_drafts

wget notes

Wget is a handy commandline utility for grabbing stuff off the web. It is built into most UNIX systems. If you are on windows, install Git for Windows which comes packaged with Git Bash, a very handy UNIX terminal emulator (note: check if Git Bash has wget installed by typing wget --version. If it is not installed, check this note). Other windows options are Cygwin, MobaXterm, or Bash on Windows Subsystem.

See all the commands by typing wget --help in your terminal or visiting the man page.

Download files from a list

Create a plain text list of urls you want to download, one per line. Use the -i option to pass that list to wget.

wget -i download-file-list.txt

Download all files of a type from a domain

Use the -r (recursive) and -A (accept) options. For example, download all PDFs:

wget -r -A.pdf http://page-with-pdfs.com/

limit to file type: --accept html

wget --spider -o test.log -e robots=off -w 5 --random-wait --mirror --page-requisites --no-parent http://www.example.com

Fully mirror a site

Download everything you need to have an exact copy of a full site locally:

wget --mirror --convert-links --adjust-extension --page-requisites --wait=2 --random-wait http://example.org

If you only want files from a specific set of domains use --domains=LIST with a comma separated list. If you just want to crawl part of a domain use --no-parent flag. If the site has redirects to send you to an authorative version of a page, you might want to use --trust-server-names, which will name the files based on the file URL rather than the original URL (before redirects).

WARC web archive options

WARC is a web archive format that stores page content, response headers, and metadata for a group of web pages.
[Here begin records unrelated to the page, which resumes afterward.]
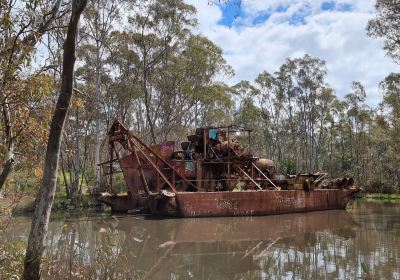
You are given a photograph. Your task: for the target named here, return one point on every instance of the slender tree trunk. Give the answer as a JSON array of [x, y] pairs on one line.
[[45, 197], [28, 43], [9, 162], [97, 145]]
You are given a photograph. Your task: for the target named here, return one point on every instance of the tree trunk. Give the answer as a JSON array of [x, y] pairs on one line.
[[9, 162], [97, 128], [28, 43], [45, 197]]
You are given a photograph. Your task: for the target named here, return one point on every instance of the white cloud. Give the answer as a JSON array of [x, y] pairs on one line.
[[337, 37]]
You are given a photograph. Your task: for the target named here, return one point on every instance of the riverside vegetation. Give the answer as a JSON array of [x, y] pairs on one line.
[[149, 69]]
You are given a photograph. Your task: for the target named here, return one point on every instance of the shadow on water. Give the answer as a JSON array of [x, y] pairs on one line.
[[363, 243]]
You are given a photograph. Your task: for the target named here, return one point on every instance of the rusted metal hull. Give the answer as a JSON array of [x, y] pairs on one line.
[[246, 203], [251, 203]]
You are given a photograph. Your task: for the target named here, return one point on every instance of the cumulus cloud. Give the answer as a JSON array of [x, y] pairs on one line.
[[330, 30]]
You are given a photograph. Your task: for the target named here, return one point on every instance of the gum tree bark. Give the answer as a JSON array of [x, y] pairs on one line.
[[45, 197], [14, 59]]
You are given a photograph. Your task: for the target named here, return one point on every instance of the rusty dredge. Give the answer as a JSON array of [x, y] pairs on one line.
[[213, 174]]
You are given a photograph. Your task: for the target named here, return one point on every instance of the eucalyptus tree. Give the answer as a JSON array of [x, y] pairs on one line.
[[22, 25], [45, 196], [158, 27], [99, 20]]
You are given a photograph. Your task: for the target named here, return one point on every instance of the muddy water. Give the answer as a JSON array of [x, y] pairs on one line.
[[362, 243]]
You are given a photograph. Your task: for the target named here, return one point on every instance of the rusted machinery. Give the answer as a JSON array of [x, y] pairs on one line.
[[212, 174]]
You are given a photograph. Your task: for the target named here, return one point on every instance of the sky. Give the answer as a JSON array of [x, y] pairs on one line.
[[260, 35]]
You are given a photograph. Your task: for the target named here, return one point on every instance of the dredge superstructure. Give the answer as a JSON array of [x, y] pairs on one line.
[[212, 174]]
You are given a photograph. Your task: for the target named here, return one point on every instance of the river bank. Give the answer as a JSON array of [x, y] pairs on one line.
[[24, 203]]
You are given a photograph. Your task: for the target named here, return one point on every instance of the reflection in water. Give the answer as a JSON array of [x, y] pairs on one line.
[[319, 245]]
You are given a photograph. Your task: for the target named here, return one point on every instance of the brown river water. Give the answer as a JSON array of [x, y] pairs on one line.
[[360, 243]]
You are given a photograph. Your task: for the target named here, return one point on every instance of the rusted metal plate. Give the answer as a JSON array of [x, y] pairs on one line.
[[254, 203]]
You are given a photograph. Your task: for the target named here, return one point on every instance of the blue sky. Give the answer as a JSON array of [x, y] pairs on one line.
[[259, 35]]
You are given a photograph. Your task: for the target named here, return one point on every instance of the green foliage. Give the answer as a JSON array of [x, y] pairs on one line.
[[12, 255]]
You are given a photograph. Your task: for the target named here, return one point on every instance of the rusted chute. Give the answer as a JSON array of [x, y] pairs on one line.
[[214, 173]]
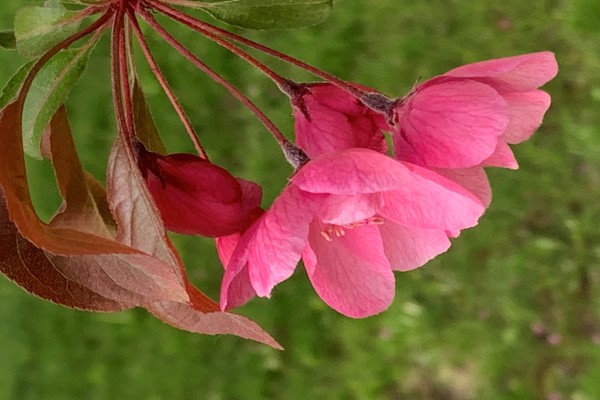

One WARC can contain all the pages gathered during a web harvest. In addition to HTML documents, it can contain binary content such as images.

To create a WARC for any wget crawl, simply add the --warc-file="filename" flag to the command. Wget will harvest the site assets as normal, but additionally create a WARC compressed as a .gz file. For larger sites it’s a good idea to add --warc-max-size=1G to limit the max size of each WARC so they don’t get too big.

Combined with a mirror, it might look like:

wget --mirror --wait=2 --random-wait --warc-file="example.org-archive" http://example.org

If necessary you can also send a different user agent if the server refuses to give content to wget’s default one, like --user-agent=Mozilla. Occasionally it might be necessary to ignore robot.txt for archival purposes, add -e robots=off to the command.

If you want to view your WARC later, use Webrecorder Player.